Rebecca’s team took the signal seriously. They didn’t pitch a product, they used insight to shape a category play. Sometimes, the sharpest insights come sideways. Backed by consumer insight and built for real use occasions, the result was a bold entry into a new category, and a successful launch across Whole Foods stores.
“We acquired this cracker company, we brought it in house, we made it our own and we used that platform to innovate a cracker specific to Whole Foods needs and consumer insights that delivered on 5 grams of protein per serving, which is unprecedented in the category and really met the consumer needs in terms of taste profiles and format and functionality,” she said. “So it was a big swing heading into an entirely new category based on really one insight from a buyer having a desire that was unmet, but it's really netting in the development of a new brand and a new product line for our company.”
Testing isn’t a gate. It’s a guide.
“Qual at quant scale.” That’s how Mark Lainas, President of CANVAS United, described the future of research.
Today, teams can test creative ideas quickly and deeply, not just in terms of what people think, but how they feel. And that changes what’s possible.
Jinal offered an example from a recent campaign. The team worried that some of the language might alienate more conservative audiences. But rather than dilute the idea, they tested it. Fast, but rigorously.
“We thought the line might be offensive to certain political or religious groups,” Jinal said. “But it turned out to be well received, even by the ones we thought would take issue with it. We needed the results to be airtight. And now, if the board quizzes me on it, I’ve got the evidence.”
The takeaway wasn’t that all work needs testing. It’s that good testing creates confidence, not caution. It doesn’t just help ideas survive scrutiny — it makes them stronger under pressure.


Risk appetite is cultural.
“Risk appetite is absolutely different in different markets. And New Zealand in particular — similar to Tasmania… you can take more risks, capital R risks, because there’s more places to hide…”

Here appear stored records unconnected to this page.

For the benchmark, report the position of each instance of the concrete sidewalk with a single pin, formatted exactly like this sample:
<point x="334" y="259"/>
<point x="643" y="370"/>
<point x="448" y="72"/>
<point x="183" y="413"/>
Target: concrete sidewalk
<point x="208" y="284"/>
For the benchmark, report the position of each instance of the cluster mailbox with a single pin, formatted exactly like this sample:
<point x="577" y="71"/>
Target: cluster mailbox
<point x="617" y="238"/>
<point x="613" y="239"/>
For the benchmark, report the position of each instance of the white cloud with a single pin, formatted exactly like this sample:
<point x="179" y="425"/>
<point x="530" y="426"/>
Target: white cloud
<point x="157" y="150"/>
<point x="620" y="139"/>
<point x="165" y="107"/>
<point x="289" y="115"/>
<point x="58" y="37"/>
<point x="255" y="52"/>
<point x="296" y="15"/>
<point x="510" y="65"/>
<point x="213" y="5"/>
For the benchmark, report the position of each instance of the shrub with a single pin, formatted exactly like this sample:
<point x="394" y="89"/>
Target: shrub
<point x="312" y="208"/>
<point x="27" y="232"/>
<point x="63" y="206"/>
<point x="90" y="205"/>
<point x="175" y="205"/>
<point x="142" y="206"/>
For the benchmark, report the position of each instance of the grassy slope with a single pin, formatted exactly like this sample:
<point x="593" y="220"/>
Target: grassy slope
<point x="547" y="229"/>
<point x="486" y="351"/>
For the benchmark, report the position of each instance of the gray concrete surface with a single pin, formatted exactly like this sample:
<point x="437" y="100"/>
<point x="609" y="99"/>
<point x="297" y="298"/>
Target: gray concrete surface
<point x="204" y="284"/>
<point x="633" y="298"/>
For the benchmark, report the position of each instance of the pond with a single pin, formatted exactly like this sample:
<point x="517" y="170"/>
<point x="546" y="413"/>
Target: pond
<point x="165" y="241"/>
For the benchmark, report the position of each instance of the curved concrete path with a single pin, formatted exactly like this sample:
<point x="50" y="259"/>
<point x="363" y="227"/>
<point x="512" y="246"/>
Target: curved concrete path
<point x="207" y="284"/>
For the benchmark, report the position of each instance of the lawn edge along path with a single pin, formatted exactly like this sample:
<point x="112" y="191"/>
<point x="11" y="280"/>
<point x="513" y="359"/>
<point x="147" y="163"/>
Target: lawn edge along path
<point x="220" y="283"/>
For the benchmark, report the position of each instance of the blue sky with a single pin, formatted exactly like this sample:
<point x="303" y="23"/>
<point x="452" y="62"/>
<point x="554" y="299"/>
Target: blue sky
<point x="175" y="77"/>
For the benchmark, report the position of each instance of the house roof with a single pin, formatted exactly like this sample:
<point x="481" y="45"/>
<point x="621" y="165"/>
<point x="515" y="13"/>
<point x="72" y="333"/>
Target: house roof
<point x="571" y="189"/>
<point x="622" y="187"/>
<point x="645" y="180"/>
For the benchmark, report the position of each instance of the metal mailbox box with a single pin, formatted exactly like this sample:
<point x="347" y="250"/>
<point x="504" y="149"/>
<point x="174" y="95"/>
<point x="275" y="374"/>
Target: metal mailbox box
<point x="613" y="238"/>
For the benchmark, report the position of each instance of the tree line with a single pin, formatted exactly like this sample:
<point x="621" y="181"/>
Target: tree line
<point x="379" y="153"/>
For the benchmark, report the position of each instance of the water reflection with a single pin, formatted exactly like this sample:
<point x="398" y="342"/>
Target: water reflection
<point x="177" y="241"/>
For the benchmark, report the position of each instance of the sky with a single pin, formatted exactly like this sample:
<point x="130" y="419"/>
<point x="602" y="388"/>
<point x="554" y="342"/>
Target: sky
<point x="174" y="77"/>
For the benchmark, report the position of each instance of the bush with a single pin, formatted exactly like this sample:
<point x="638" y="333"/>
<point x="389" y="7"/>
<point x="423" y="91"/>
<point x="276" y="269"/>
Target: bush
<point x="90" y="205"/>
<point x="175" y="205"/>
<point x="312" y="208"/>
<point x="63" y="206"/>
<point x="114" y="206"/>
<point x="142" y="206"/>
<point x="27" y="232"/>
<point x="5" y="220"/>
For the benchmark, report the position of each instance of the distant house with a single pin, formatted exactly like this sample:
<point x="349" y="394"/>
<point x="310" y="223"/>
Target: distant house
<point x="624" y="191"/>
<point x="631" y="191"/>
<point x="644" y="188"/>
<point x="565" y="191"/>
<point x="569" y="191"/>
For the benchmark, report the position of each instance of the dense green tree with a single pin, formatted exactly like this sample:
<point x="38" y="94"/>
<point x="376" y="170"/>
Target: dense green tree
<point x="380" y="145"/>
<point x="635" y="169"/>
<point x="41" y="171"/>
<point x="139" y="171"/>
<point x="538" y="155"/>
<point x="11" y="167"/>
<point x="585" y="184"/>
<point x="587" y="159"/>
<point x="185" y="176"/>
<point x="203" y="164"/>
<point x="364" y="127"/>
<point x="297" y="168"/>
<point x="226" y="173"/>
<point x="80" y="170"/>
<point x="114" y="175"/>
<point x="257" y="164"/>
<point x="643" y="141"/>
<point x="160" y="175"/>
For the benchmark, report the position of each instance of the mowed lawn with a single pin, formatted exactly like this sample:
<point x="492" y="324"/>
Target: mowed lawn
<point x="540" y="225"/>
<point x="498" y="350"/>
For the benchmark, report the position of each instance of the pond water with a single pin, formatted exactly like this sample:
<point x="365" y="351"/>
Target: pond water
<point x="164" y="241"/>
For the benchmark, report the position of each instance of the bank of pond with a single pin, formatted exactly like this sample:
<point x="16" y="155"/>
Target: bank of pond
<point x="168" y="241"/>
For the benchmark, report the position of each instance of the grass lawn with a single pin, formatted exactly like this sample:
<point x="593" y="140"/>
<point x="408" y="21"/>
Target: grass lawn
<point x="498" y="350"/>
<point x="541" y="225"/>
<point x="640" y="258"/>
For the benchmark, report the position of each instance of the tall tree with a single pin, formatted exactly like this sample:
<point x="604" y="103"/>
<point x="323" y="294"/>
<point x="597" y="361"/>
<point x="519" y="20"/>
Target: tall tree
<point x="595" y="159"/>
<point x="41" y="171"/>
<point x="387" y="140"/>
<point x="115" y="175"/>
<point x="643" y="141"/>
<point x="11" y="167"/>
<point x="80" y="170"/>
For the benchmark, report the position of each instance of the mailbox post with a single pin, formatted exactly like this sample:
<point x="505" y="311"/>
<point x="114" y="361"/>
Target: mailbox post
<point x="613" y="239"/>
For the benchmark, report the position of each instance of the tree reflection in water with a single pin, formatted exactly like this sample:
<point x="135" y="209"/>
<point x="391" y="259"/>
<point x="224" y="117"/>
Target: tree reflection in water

Rachel made the point clearly, but it surfaced again and again across the panel. Creative risk isn’t universal. It shifts based on location, category, culture, and even job title.
Knowing when to push means knowing who you’re pushing, and what they’re holding. Timing, politics, and geography all shape what gets through.
And yet, that’s not an excuse for compromise. The work still needs to land. It just means strategy has to flex harder.
The best creative systems are built to hold tension, global vision, local nuance. Big ambition, small-scale validation. It’s not easy. But it’s necessary.
The real risk isn’t a bold idea that flops. It’s the one that never gets made.
That was the quiet throughline of the event. The product that got stuck in bureaucracy. The campaign that stalled in a boardroom. The concept that almost made it but lost steam.
No one talked about recklessness. The failures that came up weren’t about moving too fast. They were about hesitating too long.
Because in a landscape defined by uncertainty, playing it safe is no longer the safer option.
With huge thanks to the four brilliant speakers who shaped our New York edition of Exhibition of Insights: Jinal Shah, Rebecca Morgan, Rachel Pool, and Mark Lainas.
Their stories, strategies, and sharp takes, from personal bets to creative swings, brought real candour to the conversation.
While we’ve only highlighted a few key themes, their insights are woven throughout. And they’ll continue to shape how we think about risk, research, and building braver work together.